Hydrogen oxidation and oxygen reduction reactions on palladium nano-electrocatalyst supported on nickel-deficient MOF-derived carbons

Pd/Ni-based catalysts consisting of Ni-rich MOF-derived carbon (Pd/Ni-r/MOFDC) and Ni-deficient counterpart (Pd/Ni-d/MOFDC) have been demonstrated as efficient nanostructured catalysts for alkaline hydrogen oxidation (HOR) and oxygen reduction reactions (ORR). Physico-chemical analysis of the catalysts unravels the significance of controlled chemical etching of the Ni-based MOFDC prior to deposition of Pd catalyst, thereby controlling the level of Ni(OH)(2) interface and defects or oxygen vacancies.
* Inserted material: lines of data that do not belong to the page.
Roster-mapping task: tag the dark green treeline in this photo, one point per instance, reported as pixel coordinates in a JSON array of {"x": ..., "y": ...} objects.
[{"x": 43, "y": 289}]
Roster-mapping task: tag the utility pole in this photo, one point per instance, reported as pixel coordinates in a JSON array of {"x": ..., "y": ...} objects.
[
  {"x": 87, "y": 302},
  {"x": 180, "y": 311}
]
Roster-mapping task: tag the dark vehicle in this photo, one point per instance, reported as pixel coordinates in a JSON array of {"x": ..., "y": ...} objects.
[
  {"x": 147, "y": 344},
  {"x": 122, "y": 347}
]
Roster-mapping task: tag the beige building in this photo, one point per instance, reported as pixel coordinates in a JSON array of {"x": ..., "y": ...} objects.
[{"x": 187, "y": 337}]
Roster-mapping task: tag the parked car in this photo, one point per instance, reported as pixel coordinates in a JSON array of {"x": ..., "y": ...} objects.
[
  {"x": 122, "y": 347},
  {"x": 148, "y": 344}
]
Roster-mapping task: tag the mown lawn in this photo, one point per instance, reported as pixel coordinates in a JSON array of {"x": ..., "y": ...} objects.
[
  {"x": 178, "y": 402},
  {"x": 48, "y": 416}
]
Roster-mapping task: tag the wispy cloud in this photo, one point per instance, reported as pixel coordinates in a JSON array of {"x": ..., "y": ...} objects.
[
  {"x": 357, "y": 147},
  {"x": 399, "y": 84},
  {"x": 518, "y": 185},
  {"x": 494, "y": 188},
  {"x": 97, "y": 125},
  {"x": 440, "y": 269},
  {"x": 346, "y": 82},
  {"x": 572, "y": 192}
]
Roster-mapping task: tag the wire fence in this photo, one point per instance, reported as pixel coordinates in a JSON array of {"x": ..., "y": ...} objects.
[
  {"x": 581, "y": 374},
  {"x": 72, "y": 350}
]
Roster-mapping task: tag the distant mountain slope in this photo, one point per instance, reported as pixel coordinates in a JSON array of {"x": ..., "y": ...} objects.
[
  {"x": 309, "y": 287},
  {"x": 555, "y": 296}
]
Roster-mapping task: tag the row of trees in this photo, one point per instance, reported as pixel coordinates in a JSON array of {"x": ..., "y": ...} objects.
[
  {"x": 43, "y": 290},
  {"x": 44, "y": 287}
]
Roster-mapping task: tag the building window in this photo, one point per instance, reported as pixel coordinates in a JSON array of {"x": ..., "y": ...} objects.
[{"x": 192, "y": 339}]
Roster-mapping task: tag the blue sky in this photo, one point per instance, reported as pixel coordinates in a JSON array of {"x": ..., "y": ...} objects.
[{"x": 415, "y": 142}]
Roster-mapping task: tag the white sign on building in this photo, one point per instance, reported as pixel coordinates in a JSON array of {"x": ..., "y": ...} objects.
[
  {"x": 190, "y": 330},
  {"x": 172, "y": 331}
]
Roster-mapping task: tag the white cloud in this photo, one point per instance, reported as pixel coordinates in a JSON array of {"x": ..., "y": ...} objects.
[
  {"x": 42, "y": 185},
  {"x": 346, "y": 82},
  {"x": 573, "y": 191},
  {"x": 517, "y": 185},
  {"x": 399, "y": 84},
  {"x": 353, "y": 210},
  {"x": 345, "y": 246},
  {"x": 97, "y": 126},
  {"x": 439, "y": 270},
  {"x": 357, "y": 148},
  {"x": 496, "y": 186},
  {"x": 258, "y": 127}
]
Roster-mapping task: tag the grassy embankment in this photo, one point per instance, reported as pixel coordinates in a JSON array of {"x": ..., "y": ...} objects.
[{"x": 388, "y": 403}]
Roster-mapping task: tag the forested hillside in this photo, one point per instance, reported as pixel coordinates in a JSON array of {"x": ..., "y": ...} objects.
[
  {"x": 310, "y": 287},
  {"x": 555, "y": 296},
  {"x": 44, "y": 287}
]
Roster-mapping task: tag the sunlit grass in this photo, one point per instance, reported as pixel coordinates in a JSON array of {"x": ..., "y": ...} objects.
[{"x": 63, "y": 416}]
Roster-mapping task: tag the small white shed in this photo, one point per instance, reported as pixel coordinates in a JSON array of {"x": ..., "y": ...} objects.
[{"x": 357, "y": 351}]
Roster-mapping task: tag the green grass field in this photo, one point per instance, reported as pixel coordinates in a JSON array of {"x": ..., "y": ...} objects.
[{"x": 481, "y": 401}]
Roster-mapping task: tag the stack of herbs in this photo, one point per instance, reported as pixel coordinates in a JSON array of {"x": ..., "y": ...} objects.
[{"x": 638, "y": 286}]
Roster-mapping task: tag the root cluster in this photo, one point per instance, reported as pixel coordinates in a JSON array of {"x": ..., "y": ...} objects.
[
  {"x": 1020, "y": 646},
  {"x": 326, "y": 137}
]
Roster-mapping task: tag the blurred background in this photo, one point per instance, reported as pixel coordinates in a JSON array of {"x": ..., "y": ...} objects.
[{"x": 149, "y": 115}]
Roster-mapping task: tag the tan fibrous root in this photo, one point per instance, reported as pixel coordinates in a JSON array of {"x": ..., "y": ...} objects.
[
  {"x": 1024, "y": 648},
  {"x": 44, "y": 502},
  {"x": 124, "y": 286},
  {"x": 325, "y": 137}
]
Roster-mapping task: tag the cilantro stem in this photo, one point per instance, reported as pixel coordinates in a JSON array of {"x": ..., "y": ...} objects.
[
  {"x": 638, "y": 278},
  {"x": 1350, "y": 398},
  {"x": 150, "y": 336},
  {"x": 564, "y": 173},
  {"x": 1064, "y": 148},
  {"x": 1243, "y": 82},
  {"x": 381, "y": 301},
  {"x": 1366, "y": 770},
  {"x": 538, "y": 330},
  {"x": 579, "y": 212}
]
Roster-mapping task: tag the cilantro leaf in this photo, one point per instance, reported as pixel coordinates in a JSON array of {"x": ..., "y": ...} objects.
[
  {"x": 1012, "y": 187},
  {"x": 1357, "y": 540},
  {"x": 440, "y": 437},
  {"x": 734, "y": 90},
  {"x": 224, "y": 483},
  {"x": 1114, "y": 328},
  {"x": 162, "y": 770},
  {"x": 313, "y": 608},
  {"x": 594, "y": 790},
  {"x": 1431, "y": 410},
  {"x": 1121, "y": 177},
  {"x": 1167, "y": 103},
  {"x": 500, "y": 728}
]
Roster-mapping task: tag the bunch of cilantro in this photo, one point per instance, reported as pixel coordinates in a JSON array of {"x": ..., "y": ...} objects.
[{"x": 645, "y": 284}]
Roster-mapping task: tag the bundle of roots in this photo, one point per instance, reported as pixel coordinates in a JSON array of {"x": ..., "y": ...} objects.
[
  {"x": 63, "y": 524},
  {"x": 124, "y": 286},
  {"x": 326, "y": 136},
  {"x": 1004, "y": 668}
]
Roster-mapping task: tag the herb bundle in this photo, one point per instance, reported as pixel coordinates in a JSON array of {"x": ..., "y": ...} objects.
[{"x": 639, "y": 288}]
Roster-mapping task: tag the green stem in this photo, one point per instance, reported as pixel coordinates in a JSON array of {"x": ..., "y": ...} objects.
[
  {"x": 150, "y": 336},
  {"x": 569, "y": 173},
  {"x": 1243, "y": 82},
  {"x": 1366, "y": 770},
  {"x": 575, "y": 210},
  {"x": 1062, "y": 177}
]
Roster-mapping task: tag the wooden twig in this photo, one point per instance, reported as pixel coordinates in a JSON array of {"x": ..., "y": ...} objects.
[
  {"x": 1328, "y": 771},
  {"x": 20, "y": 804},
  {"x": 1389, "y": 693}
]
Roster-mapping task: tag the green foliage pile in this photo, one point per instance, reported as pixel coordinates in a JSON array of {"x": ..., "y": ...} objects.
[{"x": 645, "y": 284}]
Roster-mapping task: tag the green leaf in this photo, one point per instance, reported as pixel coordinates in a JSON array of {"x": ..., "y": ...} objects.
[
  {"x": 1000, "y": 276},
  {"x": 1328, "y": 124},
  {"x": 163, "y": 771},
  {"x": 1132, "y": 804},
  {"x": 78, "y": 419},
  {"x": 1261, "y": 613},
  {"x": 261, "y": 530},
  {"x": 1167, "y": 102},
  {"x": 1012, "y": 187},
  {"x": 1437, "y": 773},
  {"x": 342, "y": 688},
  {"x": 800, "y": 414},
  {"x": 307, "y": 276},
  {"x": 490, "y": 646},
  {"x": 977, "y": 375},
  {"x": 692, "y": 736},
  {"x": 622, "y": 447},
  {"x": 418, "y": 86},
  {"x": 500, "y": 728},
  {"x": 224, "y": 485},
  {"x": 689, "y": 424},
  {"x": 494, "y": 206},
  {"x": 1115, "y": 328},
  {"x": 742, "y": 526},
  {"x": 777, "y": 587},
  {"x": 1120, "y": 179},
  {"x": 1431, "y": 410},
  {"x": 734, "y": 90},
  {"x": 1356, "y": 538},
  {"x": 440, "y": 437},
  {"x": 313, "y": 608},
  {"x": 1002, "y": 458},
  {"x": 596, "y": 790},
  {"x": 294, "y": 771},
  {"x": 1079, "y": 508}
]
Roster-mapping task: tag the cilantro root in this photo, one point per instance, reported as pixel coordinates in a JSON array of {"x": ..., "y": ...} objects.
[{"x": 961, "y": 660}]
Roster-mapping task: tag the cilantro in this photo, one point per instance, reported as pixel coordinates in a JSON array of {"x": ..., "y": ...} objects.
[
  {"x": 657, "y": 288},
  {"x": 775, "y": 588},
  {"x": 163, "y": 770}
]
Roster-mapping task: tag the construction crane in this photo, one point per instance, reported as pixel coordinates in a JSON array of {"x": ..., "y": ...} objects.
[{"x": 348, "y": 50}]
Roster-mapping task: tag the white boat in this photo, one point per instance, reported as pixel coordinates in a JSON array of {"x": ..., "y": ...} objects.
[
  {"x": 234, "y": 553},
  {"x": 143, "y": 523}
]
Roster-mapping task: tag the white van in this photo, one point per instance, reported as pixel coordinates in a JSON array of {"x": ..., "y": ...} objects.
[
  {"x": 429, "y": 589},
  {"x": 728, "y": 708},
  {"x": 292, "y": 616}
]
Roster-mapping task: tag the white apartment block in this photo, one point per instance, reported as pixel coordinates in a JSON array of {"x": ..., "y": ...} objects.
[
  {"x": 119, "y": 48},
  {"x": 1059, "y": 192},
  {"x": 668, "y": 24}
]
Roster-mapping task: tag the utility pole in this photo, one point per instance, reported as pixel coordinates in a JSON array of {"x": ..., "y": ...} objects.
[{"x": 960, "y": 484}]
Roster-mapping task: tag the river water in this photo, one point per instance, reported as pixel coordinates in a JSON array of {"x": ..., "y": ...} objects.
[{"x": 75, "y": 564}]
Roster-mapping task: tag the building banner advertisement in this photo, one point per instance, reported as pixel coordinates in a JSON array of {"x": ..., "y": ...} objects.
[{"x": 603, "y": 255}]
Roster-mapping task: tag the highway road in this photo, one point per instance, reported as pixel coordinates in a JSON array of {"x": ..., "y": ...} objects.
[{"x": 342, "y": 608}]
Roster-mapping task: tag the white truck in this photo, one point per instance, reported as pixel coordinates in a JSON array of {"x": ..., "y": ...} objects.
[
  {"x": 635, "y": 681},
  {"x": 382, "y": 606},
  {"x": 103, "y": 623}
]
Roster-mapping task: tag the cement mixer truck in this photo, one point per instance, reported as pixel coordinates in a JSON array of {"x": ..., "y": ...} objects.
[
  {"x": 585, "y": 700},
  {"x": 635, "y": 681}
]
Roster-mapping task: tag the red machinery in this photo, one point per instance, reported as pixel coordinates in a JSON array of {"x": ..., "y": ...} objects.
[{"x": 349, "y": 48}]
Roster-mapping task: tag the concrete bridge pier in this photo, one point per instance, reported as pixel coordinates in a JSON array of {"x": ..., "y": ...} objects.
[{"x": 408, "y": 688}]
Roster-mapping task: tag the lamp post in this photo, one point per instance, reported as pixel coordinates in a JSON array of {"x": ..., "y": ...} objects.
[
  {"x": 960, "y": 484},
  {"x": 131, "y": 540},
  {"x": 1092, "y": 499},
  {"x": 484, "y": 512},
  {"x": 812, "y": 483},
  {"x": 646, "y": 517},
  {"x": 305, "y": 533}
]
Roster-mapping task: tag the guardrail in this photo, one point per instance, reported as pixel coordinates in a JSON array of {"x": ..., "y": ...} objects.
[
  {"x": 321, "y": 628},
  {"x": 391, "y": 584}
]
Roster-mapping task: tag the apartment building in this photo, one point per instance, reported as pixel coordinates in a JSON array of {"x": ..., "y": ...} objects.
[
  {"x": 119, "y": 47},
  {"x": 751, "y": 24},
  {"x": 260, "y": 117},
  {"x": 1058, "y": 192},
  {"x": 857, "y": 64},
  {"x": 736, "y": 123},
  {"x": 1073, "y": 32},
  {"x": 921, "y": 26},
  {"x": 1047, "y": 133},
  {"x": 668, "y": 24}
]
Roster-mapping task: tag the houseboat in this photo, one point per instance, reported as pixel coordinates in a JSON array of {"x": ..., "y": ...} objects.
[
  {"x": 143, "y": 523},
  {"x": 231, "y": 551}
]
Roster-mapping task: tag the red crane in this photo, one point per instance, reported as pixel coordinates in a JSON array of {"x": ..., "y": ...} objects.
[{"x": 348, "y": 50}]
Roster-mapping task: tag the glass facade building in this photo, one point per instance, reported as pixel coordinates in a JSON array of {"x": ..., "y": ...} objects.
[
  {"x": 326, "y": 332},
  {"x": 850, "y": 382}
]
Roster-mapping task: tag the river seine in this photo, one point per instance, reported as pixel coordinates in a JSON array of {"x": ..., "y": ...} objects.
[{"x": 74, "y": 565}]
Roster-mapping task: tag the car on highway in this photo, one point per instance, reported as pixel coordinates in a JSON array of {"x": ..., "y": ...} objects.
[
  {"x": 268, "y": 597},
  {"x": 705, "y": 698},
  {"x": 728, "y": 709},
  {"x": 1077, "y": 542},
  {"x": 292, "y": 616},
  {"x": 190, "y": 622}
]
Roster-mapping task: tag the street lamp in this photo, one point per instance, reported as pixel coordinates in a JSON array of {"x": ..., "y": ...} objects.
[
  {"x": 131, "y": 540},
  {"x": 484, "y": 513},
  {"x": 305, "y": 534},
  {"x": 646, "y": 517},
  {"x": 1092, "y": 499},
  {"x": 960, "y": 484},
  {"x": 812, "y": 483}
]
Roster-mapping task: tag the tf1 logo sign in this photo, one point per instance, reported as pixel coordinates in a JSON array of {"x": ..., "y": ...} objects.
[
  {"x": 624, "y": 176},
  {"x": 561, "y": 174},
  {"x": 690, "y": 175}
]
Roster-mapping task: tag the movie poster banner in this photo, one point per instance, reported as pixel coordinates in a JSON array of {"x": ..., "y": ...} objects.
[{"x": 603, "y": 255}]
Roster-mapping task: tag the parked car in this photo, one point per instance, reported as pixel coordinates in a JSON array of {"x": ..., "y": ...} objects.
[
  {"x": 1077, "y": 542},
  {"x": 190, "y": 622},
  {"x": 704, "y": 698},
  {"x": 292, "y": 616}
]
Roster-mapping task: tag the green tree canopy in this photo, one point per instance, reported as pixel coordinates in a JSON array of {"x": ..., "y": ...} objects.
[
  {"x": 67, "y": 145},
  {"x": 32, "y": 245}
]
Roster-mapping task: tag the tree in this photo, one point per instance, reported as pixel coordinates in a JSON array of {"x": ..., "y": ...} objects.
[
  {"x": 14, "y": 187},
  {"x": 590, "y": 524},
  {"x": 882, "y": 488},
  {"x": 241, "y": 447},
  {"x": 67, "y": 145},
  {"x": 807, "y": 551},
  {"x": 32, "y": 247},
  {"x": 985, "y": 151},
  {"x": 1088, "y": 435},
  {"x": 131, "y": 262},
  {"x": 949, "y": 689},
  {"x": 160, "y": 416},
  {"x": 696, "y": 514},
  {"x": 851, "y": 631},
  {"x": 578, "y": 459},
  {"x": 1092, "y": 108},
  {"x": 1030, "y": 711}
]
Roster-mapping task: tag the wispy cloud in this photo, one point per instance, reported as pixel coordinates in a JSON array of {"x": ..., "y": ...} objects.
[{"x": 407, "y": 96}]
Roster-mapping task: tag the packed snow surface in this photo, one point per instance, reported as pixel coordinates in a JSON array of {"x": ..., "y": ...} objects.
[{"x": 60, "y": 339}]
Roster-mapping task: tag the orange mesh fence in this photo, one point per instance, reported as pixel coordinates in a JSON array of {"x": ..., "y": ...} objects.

The Pd/Nid/MOFDC exhibits excellent performance towards HOR compared to the Pd/Ni-r/MOFDC in respects of decreased onset potential (E-onset), but increased exchange current density (j(o.s)), heterogeneous rate constant (k(0)), kinetic current(j(K)), diffusion coefficient (D) and mass activity (j(o.m)). The more facile HOR performance on Pd/Ni-d/MOFDC corroborates its reduced activation energy (E-A) by a factor of 1/3. The alkaline HOR follows the Heyrovsky-Volmer and Tafel-Volmer processes on Pd/Ni-r/MOFDC and Pd/Ni-d/MOFDC, accordingly, evident by their Tafel slope (b(a)) values. The Pd/Ni-d/MOFDC equally shows improved ORR activity compared to the Pd/Ni-r/MOFDC. Density functional theory (DFT) calculations agree with the experimental data, especially the contributory effects of the chemically etched composite support. Pd/Ni-d/MOFDC promises to be a viable electrocatalyst for the development of alkaline membrane fuel cells (AMFCs). (C) 2021 Elsevier Ltd. All rights reserved.

Automated summary

Ni-based catalysts show efficient performance in alkaline hydrogen oxidation and oxygen reduction reactions, with controlled chemical etching of Ni-based MOFDC prior to Pd deposition enhancing catalyst performance. Pd/Ni-d/MOFDC exhibits superior activity in HOR and promises to be an excellent electrocatalyst for alkaline membrane fuel cells.